O co jest oskarżona Beata? na koncu filmu Beata odpowiada przed sądem i grozi jej 15 lat, ale Bartek zmienia zeznania i sam zostaje obciązony. O co chodziło?
Wydaje mi się że o próbę morderstwa swoich dzieci. Przecież podała im tabletki przed dworcem, a sama potem próbowała popełnić samobójstwo.
hmm sądzilam, że przegapiłam jakąś scene, gdzie było jasno o tym powiedziane. Dzieki:)
Jej, to musiała powiedzieć "dzieci, weździe te leki, to Was zabije" żebyś zrozumiała? ...
próbę morderstwa? nie za bardzo kojarzę takie fakty, 15 lat raczej za tyle się nie dostaje, bardziej za morderstwo na tej cnotce o kanadyjskich korzeniach
Beata oskarżona była o próbę zabójstwa swoich synów, natomiast nie wiem za co oskarżono Bartka - z punktu widzenia prawnego oczywiście, bo rozpatrując to czysto życiowo dla mnie jest jasna jego wina. może mógłby to ktoś wyjaśnić?

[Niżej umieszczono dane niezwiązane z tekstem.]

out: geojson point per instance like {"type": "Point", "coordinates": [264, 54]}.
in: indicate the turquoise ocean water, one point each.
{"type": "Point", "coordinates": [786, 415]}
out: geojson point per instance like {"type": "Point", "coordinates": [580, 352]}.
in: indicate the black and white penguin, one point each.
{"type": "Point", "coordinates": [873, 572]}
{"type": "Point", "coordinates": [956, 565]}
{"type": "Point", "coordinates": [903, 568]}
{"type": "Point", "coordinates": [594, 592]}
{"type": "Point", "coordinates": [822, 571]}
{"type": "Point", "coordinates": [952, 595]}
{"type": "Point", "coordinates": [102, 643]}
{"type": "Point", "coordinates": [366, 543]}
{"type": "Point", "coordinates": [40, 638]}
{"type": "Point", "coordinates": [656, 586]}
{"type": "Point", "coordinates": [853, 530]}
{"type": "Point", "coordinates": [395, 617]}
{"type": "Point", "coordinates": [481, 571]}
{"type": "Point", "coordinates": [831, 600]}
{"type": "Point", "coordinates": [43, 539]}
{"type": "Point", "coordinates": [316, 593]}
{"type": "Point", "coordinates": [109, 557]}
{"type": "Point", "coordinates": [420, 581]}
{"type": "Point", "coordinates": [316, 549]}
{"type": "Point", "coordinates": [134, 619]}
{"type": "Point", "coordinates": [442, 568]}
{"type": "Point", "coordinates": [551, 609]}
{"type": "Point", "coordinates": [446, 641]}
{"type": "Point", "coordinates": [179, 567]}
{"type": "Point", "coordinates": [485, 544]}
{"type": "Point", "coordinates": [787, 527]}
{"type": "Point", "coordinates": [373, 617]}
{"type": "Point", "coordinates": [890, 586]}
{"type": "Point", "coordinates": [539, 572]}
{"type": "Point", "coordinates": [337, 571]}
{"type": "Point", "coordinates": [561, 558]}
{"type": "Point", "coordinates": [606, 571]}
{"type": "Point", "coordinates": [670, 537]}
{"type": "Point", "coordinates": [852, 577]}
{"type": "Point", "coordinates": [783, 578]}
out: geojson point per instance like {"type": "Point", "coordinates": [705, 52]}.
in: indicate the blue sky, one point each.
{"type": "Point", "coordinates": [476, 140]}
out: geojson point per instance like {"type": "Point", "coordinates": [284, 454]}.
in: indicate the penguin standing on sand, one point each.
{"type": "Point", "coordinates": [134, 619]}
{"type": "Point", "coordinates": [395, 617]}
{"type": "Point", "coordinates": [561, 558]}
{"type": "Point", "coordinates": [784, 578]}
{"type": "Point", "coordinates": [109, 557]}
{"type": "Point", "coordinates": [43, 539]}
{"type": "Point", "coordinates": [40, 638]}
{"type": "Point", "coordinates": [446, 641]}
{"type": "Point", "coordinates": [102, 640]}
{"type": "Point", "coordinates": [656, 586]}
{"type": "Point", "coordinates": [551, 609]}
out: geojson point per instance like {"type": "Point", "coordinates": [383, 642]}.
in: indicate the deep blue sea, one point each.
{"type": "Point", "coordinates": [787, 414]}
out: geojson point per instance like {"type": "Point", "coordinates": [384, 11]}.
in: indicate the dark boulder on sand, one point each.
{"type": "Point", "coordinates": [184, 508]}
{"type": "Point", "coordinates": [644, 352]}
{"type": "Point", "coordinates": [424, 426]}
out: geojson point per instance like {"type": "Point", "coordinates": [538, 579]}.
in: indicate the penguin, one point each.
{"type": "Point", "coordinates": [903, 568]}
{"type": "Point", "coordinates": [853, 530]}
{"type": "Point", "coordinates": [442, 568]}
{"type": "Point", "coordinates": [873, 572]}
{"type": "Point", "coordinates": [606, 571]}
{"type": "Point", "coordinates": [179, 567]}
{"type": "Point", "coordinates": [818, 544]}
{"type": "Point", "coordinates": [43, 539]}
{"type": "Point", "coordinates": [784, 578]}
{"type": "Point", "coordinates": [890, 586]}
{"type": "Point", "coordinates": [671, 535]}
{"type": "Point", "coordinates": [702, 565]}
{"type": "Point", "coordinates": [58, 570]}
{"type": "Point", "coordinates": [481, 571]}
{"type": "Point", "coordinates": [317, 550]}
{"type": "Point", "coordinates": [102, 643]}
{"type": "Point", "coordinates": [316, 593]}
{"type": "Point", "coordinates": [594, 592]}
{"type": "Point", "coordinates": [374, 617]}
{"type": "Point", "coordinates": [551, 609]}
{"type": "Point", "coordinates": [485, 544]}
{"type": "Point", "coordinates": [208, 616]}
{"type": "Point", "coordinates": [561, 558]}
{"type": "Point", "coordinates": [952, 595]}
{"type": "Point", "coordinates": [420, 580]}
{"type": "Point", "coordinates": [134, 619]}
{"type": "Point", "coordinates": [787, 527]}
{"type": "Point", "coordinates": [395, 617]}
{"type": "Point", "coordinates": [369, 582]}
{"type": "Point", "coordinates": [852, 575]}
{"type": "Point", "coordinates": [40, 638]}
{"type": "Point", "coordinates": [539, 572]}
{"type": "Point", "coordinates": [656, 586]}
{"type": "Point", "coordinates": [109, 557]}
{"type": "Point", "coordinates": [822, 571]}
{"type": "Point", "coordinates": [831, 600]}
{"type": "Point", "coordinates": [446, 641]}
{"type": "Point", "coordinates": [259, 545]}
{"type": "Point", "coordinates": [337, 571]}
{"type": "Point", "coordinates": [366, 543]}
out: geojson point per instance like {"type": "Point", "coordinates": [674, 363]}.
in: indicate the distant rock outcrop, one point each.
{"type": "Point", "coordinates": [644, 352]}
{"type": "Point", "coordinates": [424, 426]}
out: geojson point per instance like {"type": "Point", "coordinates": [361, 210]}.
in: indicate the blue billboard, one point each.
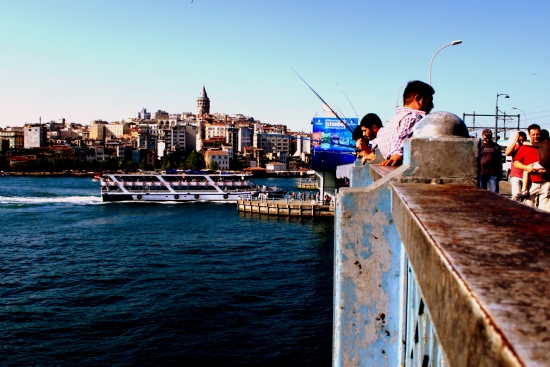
{"type": "Point", "coordinates": [332, 143]}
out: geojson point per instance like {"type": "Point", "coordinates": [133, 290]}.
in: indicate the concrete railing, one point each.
{"type": "Point", "coordinates": [432, 271]}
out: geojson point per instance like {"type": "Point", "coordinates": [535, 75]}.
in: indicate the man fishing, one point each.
{"type": "Point", "coordinates": [417, 102]}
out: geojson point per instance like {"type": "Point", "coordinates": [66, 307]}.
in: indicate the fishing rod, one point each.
{"type": "Point", "coordinates": [321, 141]}
{"type": "Point", "coordinates": [363, 138]}
{"type": "Point", "coordinates": [326, 104]}
{"type": "Point", "coordinates": [356, 115]}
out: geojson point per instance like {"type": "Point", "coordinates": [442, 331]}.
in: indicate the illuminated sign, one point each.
{"type": "Point", "coordinates": [332, 143]}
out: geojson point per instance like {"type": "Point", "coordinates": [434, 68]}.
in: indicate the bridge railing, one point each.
{"type": "Point", "coordinates": [432, 271]}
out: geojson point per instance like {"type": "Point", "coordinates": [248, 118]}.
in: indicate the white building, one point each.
{"type": "Point", "coordinates": [245, 138]}
{"type": "Point", "coordinates": [229, 150]}
{"type": "Point", "coordinates": [219, 156]}
{"type": "Point", "coordinates": [35, 136]}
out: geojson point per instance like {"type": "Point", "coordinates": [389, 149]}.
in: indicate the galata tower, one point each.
{"type": "Point", "coordinates": [203, 104]}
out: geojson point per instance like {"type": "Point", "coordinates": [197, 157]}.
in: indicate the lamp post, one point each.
{"type": "Point", "coordinates": [454, 43]}
{"type": "Point", "coordinates": [496, 114]}
{"type": "Point", "coordinates": [524, 117]}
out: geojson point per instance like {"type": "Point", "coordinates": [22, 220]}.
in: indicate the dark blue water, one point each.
{"type": "Point", "coordinates": [86, 283]}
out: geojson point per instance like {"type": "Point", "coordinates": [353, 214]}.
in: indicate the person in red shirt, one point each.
{"type": "Point", "coordinates": [526, 156]}
{"type": "Point", "coordinates": [516, 176]}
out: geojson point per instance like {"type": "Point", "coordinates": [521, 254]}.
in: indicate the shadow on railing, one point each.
{"type": "Point", "coordinates": [432, 271]}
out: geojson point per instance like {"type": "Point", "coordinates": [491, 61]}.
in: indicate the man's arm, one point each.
{"type": "Point", "coordinates": [405, 129]}
{"type": "Point", "coordinates": [524, 167]}
{"type": "Point", "coordinates": [512, 146]}
{"type": "Point", "coordinates": [406, 126]}
{"type": "Point", "coordinates": [394, 160]}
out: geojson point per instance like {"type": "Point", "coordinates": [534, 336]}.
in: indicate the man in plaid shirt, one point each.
{"type": "Point", "coordinates": [417, 102]}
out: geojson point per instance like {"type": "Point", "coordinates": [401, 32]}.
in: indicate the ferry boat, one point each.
{"type": "Point", "coordinates": [269, 192]}
{"type": "Point", "coordinates": [174, 187]}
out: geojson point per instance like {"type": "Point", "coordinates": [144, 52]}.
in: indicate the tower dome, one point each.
{"type": "Point", "coordinates": [203, 103]}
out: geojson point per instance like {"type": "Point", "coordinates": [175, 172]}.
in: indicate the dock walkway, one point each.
{"type": "Point", "coordinates": [281, 208]}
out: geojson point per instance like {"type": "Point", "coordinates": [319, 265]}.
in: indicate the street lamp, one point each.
{"type": "Point", "coordinates": [524, 117]}
{"type": "Point", "coordinates": [396, 101]}
{"type": "Point", "coordinates": [454, 43]}
{"type": "Point", "coordinates": [496, 113]}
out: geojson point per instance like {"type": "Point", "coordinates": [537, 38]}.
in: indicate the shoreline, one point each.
{"type": "Point", "coordinates": [51, 174]}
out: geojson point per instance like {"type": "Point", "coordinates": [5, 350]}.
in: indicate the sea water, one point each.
{"type": "Point", "coordinates": [87, 283]}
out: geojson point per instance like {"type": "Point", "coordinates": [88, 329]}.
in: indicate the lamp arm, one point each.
{"type": "Point", "coordinates": [433, 57]}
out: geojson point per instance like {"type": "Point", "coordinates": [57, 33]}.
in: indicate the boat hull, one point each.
{"type": "Point", "coordinates": [156, 197]}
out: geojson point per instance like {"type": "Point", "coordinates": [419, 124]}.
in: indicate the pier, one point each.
{"type": "Point", "coordinates": [282, 208]}
{"type": "Point", "coordinates": [431, 270]}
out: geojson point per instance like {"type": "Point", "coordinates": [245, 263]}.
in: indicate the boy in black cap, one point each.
{"type": "Point", "coordinates": [491, 162]}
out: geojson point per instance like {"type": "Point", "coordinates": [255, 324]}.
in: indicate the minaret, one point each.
{"type": "Point", "coordinates": [203, 104]}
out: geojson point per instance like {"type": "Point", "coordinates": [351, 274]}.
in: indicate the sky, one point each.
{"type": "Point", "coordinates": [107, 59]}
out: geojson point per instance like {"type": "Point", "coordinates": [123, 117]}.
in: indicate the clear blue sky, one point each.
{"type": "Point", "coordinates": [99, 59]}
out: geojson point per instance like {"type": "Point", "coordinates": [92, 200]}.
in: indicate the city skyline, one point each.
{"type": "Point", "coordinates": [106, 60]}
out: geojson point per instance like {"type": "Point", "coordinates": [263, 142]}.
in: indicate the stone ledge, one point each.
{"type": "Point", "coordinates": [485, 283]}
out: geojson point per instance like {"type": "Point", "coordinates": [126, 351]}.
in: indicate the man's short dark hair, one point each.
{"type": "Point", "coordinates": [533, 127]}
{"type": "Point", "coordinates": [357, 133]}
{"type": "Point", "coordinates": [416, 87]}
{"type": "Point", "coordinates": [370, 120]}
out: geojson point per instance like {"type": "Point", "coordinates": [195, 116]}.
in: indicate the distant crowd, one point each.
{"type": "Point", "coordinates": [530, 171]}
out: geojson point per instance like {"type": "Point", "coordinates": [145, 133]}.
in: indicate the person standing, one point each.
{"type": "Point", "coordinates": [417, 102]}
{"type": "Point", "coordinates": [516, 175]}
{"type": "Point", "coordinates": [526, 156]}
{"type": "Point", "coordinates": [491, 162]}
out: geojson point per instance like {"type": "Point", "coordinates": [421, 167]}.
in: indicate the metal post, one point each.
{"type": "Point", "coordinates": [496, 119]}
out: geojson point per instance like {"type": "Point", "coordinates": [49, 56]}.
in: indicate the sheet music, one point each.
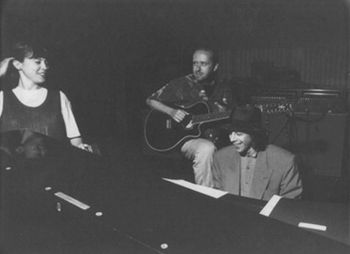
{"type": "Point", "coordinates": [214, 193]}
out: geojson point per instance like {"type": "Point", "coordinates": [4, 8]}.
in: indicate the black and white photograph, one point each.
{"type": "Point", "coordinates": [174, 126]}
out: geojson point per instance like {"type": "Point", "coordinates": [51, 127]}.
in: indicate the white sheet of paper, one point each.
{"type": "Point", "coordinates": [198, 188]}
{"type": "Point", "coordinates": [267, 210]}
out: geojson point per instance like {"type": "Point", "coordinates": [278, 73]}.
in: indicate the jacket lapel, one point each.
{"type": "Point", "coordinates": [261, 176]}
{"type": "Point", "coordinates": [236, 174]}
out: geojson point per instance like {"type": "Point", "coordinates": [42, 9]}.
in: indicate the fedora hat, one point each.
{"type": "Point", "coordinates": [246, 119]}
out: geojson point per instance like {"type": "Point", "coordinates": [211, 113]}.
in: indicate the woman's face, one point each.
{"type": "Point", "coordinates": [34, 69]}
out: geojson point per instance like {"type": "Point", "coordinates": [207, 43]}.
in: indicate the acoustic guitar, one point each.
{"type": "Point", "coordinates": [163, 134]}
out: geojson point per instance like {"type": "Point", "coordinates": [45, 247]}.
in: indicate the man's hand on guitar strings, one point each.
{"type": "Point", "coordinates": [178, 115]}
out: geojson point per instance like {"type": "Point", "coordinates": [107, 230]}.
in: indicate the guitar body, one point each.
{"type": "Point", "coordinates": [163, 134]}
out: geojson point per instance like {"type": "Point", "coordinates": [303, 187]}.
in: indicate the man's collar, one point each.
{"type": "Point", "coordinates": [251, 153]}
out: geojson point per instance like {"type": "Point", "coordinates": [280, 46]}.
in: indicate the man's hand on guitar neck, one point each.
{"type": "Point", "coordinates": [178, 114]}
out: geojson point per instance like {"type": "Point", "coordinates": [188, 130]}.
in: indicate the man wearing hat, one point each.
{"type": "Point", "coordinates": [252, 168]}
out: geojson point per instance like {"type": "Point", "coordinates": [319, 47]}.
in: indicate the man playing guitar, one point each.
{"type": "Point", "coordinates": [199, 87]}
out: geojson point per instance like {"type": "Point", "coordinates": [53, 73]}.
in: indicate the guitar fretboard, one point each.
{"type": "Point", "coordinates": [206, 118]}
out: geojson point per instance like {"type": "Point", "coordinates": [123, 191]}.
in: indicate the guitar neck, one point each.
{"type": "Point", "coordinates": [206, 118]}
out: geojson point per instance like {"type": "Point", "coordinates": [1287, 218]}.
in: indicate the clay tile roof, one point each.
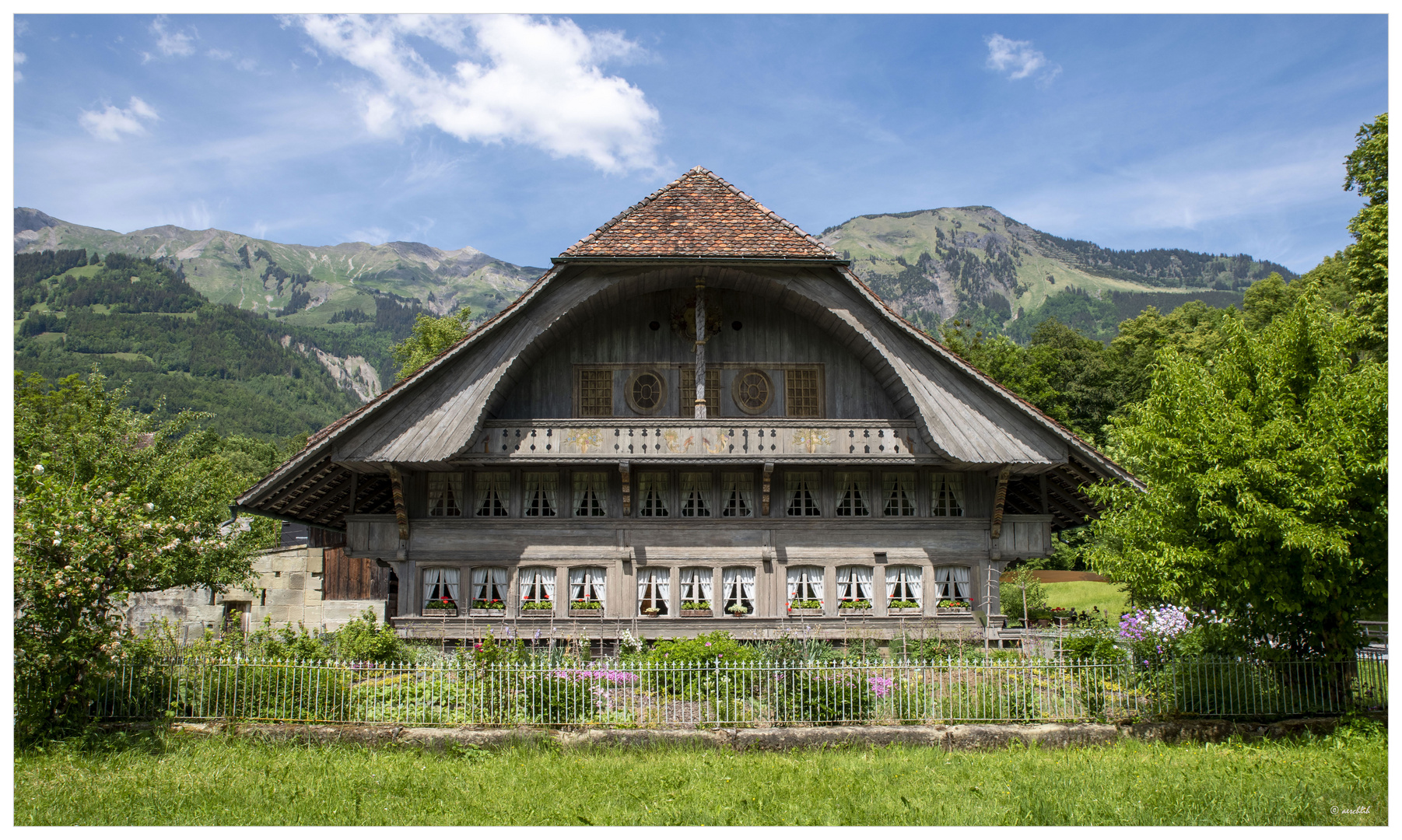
{"type": "Point", "coordinates": [700, 215]}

Bartek może dostać 2 lata więzienia w zawieszeniu za składanie fałszywych zeznań - tak sądzę.
Bartek odwołał w pewnym momencie swoje zeznania. Podejrzewam, że na początku złożył fałszywe zeznania całkowicie obciązające Beatę, jeśli chodzi o rozwód, bo Beata była już w takim stanie, że wszystko można było jej wcisnąć - ta kobieta by się nie broniła tak jak nie potrafiła się bronić przez cały film. Potem, kiedy spojrzał na nią w sądzie, prawdopodobnie dotarło do niego do jakiego stanu ją doprowadził i co zrobił tej kobiecie - zdecydował się więc cofnąć zeznania i przyznać sądowi, że on jest winny temu rozwodowi, ponieważ zdradził żonę, uderzył i zostawił - tym samym doprowadzając ją do próby samobójczej. Sądzę, że to o to chodzi.
Ona odpowiadała za zabójstwo, On może za współudział. Ogólnie bardzo pouczający film, jak w życiu nie nalezy postępować z drugim człowiekiem.
Bartek może dostać w najlepszym wypadku 2 lata w zawiasach za składanie fałszywych zeznań - tak sądzę ;). Film super - chociaż bardzo dramatyczny. Bartek mężczyzną okazał się tylko jeden raz - gdy odwołał wcześniejsze zeznania. Przez cały czas trwania małżeństwa zachowywał się tak jakby matka była dla niego ważniejsza od żony. Szkoda, że Witek tak słabo mu przyłożył na korytarzu sądowym...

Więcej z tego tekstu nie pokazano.